Do you see it? Yes, the room location now has POCKETS.


OPEN POCKETS yielded an ID BADGE, which let me get at two areas: the parts storage — which had the replacement valve I needed for the engine — and the armory — which contained a phaser and a kligat. [1]

What’s a kligat, you ask? Allow a redshirt to demonstrate:

Via Imgur.

Space ninja stars, fun! Also not helpful for my predicament. On the other hand, the phaser let me blast all the closed doors. This included the ones I thought were permanently jammed — they just led to adjoining rooms, although it was still a nice touch. So I now had full access to the second floor of the map without having to clamber around a ventilation system:

It was time to try to fix the engine. This required going into the shuttlecraft bay and using a spacesuit, since the bay was exposed to the vacuum of space.

So far, so good: PUT SPACESUIT to put it on. [2]

Then I opened the door, entered the bay, tried to GO OUT whereupon I floated away and tumbled into space. Whoops.

I also found out that the oxygen in the spacesuit runs out very quickly. So any actions had to be fast. It took me about 4 runs to figure things out, and each time I was very tense. (There are no saved games or save states so I had to repeat my steps to get to that point every time.) Here was where I had the strongest feeling of being in an actual Trek episode.

The Original Series never had any magnetic boots, but some of the later series and movies did, like this scene from Star Trek: First Contact where Worf does combat in zero-gravity.

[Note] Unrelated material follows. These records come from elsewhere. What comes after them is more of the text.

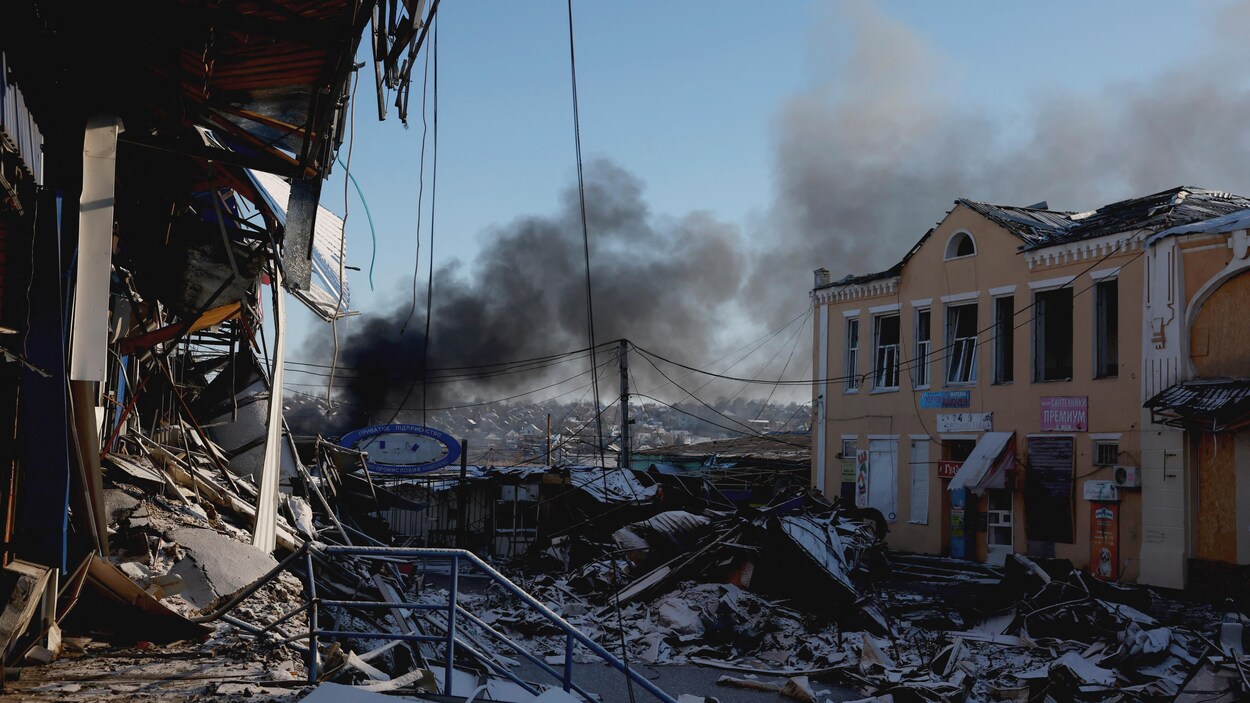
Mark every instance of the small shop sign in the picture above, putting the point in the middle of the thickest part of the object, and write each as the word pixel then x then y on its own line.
pixel 948 469
pixel 1065 413
pixel 943 399
pixel 965 422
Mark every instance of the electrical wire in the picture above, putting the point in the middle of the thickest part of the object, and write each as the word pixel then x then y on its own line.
pixel 479 404
pixel 420 188
pixel 434 190
pixel 373 233
pixel 343 242
pixel 434 199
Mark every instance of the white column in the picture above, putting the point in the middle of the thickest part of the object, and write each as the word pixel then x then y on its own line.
pixel 821 397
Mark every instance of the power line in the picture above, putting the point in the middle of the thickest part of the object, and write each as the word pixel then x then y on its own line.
pixel 478 404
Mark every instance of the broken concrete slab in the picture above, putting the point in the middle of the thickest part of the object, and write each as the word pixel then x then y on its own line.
pixel 216 564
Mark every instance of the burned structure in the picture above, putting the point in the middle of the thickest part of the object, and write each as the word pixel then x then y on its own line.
pixel 1039 382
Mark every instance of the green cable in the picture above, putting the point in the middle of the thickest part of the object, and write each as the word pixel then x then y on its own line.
pixel 373 233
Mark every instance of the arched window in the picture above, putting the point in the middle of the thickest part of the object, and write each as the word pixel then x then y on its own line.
pixel 960 244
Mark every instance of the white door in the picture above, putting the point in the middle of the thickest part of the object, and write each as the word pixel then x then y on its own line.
pixel 918 464
pixel 999 525
pixel 883 480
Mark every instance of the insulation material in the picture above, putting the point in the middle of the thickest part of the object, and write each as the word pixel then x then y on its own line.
pixel 89 334
pixel 265 533
pixel 328 294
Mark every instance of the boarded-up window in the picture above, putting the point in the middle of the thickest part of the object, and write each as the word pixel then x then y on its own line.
pixel 1106 329
pixel 883 479
pixel 919 465
pixel 851 354
pixel 920 369
pixel 961 344
pixel 885 365
pixel 1004 344
pixel 1048 495
pixel 1053 335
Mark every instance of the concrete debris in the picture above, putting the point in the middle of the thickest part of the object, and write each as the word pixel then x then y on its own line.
pixel 216 564
pixel 781 599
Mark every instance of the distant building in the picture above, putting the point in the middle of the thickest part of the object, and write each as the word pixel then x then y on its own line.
pixel 986 392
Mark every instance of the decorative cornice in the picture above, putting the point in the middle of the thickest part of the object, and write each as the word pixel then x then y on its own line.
pixel 856 290
pixel 1086 249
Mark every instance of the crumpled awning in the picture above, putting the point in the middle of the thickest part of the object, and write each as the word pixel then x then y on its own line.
pixel 328 295
pixel 988 463
pixel 1211 405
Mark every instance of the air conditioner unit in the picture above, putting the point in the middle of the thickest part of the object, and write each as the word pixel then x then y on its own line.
pixel 1128 477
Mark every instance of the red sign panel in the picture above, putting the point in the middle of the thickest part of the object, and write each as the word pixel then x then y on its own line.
pixel 1105 541
pixel 1065 413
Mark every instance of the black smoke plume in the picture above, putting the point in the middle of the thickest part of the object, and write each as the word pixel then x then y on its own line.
pixel 655 280
pixel 868 156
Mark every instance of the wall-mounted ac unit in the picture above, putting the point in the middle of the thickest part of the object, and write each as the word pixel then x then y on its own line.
pixel 1128 477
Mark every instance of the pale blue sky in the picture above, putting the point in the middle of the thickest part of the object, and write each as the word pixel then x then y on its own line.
pixel 686 96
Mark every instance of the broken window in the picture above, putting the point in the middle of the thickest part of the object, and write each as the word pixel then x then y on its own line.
pixel 1004 344
pixel 851 354
pixel 1048 495
pixel 1053 335
pixel 958 449
pixel 1106 453
pixel 885 368
pixel 961 344
pixel 960 245
pixel 919 474
pixel 1106 329
pixel 923 345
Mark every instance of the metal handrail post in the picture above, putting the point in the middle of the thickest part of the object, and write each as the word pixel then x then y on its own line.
pixel 516 648
pixel 451 623
pixel 314 659
pixel 425 552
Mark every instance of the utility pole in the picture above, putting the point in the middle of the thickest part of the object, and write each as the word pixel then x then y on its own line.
pixel 623 357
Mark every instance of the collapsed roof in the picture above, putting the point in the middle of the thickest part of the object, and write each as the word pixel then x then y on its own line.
pixel 1039 227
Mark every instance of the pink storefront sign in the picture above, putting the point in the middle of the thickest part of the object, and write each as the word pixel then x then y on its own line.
pixel 1065 413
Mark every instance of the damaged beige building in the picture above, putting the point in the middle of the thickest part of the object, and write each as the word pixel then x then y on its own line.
pixel 986 393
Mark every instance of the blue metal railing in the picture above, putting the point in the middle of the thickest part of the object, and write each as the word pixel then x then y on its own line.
pixel 453 611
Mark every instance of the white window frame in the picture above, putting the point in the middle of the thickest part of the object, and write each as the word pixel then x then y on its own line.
pixel 1099 343
pixel 953 245
pixel 850 365
pixel 918 473
pixel 1039 330
pixel 921 378
pixel 998 338
pixel 883 465
pixel 960 347
pixel 891 353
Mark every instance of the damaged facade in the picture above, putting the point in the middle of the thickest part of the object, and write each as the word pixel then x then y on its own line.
pixel 986 393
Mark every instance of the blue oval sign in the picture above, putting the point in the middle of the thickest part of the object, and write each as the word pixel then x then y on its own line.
pixel 403 449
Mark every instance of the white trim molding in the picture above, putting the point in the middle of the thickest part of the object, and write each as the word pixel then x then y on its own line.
pixel 1050 283
pixel 1086 249
pixel 856 290
pixel 961 297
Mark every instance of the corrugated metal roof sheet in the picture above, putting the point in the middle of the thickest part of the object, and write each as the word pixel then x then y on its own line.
pixel 1040 228
pixel 1214 405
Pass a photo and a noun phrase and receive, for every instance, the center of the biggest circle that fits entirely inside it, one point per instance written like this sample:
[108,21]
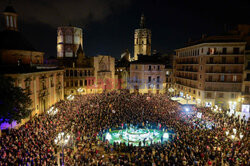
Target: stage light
[241,136]
[234,130]
[165,135]
[108,136]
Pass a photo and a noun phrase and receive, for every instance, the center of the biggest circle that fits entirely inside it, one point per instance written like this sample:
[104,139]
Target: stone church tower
[142,40]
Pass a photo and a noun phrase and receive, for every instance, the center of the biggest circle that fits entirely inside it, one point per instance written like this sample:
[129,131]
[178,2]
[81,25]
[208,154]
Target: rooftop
[25,69]
[14,40]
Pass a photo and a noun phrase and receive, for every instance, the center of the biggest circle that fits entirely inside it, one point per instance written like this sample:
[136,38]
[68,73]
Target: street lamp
[62,139]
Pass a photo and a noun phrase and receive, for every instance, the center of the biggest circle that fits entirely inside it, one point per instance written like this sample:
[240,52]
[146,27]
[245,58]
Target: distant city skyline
[108,26]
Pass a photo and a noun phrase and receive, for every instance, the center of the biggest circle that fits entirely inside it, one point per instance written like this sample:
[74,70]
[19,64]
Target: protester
[196,141]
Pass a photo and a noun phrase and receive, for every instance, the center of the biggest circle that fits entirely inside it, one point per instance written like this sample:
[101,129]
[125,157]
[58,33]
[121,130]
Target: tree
[14,101]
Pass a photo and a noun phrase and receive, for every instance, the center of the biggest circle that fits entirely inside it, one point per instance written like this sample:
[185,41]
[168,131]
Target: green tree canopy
[14,101]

After a bit of fussing I realized the LOCKER in the bay had some magnetic boots and another (fresh) spacesuit. Actually going through the process of putting on the low-oxygen spacesuit, retrieving the locker materials, going back to the turbolift, resealing the door, and removing the spacesuit right before dying felt very dramatic. [3]

The new spacesuit fortunately seemed to have infinite oxygen, so I was able to get all the relevant materials together, including wearing the magnetic boots and new spacesuit, and step outside for a repair …

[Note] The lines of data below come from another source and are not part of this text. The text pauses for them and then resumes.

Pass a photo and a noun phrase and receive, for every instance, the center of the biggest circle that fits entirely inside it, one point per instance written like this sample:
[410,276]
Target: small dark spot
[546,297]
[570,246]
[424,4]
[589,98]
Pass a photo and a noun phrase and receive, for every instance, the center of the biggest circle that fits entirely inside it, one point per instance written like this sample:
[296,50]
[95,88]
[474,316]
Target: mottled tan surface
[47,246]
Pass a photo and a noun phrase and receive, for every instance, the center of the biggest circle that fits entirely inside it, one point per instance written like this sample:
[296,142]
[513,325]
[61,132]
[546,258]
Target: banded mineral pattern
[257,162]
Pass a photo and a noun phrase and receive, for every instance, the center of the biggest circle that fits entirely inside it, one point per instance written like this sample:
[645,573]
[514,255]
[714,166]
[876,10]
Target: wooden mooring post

… only to try to open the hatch leading to the broken valve and be told “THEY’RE PHILLIPS SCREWS!”

Argh! (Double Argh, because you can turn a Philips screw with a flathead — just not the other way around.)

At this point I resorted to a walkthrough, which told me that Bob Retelle really likes pockets. If you LOOK SPACESUIT it becomes a “spacesuit with pockets” and then you can LOOK POCKET to find a PHILLIPS SCREWDRIVER.

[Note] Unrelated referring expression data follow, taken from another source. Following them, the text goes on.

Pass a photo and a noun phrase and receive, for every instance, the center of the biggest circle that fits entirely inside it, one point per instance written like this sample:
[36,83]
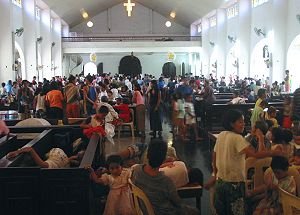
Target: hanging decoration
[171,56]
[93,57]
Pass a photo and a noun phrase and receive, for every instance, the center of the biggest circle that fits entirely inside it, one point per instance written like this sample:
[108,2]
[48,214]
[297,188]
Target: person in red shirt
[54,99]
[123,109]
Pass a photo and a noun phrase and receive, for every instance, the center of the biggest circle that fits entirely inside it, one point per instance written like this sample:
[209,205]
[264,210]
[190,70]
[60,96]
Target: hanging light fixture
[168,24]
[90,24]
[84,14]
[129,6]
[173,14]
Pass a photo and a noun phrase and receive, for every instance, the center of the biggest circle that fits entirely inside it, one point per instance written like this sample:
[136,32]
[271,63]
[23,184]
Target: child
[271,115]
[287,112]
[123,110]
[257,112]
[95,123]
[190,116]
[280,142]
[258,132]
[119,197]
[270,204]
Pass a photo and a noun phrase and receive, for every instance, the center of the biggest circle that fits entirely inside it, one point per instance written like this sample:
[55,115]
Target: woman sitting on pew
[96,123]
[119,198]
[4,130]
[257,138]
[278,178]
[159,189]
[173,168]
[57,158]
[229,158]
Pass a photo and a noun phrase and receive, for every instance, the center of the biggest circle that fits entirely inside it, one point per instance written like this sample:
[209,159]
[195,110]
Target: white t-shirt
[190,117]
[238,100]
[177,173]
[229,160]
[57,159]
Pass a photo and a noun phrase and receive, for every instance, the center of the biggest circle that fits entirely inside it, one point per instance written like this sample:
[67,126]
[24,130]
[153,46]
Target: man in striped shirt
[296,105]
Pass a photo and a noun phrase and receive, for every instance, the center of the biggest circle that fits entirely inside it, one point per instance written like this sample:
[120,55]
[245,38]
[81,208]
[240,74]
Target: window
[256,3]
[51,23]
[213,21]
[17,3]
[232,11]
[37,13]
[199,28]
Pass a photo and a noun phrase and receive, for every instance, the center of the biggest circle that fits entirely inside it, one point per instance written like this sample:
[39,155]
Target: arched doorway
[169,70]
[19,62]
[293,63]
[100,68]
[90,68]
[130,65]
[232,62]
[260,60]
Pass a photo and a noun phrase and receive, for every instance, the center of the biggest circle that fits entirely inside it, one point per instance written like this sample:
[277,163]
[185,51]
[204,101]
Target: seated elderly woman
[160,189]
[172,167]
[56,158]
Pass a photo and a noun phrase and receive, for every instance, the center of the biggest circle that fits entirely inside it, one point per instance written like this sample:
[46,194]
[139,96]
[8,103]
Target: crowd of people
[105,100]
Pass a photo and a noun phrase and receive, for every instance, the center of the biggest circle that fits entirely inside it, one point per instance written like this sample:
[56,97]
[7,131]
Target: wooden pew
[213,114]
[32,190]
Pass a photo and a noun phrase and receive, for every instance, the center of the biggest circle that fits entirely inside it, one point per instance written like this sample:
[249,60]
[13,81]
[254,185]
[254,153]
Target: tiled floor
[194,154]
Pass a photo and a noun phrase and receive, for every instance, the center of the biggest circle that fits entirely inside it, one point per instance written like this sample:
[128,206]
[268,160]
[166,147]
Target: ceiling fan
[259,32]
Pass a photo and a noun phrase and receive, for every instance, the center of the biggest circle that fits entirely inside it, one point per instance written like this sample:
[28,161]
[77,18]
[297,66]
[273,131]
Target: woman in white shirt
[229,158]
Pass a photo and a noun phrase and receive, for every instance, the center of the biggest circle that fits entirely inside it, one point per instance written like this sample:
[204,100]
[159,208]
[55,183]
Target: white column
[46,44]
[6,64]
[57,50]
[221,41]
[206,51]
[65,30]
[280,13]
[244,36]
[29,38]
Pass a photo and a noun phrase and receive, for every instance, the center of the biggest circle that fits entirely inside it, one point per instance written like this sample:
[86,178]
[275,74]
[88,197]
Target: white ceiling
[187,11]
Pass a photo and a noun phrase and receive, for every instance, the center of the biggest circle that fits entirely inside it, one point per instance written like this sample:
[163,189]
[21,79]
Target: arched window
[90,68]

That was the last difficulty — it was just a matter of REPLACE VALVE [4], heading back in the Enterprise, resealing the shuttlecraft, and going to the auxilary control.

One last observation: while this game had many red herrings (in addition to the screwdriver fake-out there was a flashlight, wrench, and hammer that never got used) they really were necessary for the atmosphere. The Cabin, for instance, only has one necessary item (the pillow, which keeps the valve from cracking when you set it down) …

You ARE–

You Can See-
Saurian BRANDY

… but it would feel out-of-place and sterile without the brandy and mirror there, especially since the minimalist style means no room descriptions.


You Can See-
rerutnaevdA ydraH A
YDNARB nairuaS

Next up, another Star Trek game, one that you may have encountered recently on another blog.

Also, there is a Part 6 of the Before Adventure series coming, but it’s going to take a little longer to arrange than the other 5. I promise it will be worth the wait.

[1] The “PR” verb I was wondering about last time was short for PRESENT — you can PRESENT BADGE as a method of getting by the security places, but it maps as a synonym for DROP.

[2] I got used to the weirdness of using PUT rather than WEAR — I assume the game means PUT ON, and you can even type PUT ON SPACESUIT and the game will be fine — but every single time I used SUIT first instead of SPACESUIT. It’s interesting how games can easily “train” you to do certain odd things easily while other behaviors are almost perversely ingrained.

[3] It would help if it didn’t get undercut by REMOVE SPACESUIT by default referring to the one being carried, not the one being worn, which is how I racked up another death.

[4] I guess “RE” wasn’t “READ” after all. REPLACE at least was hinted as a word in an early message, but you had to have remembered the exact wording for it to count as a hint.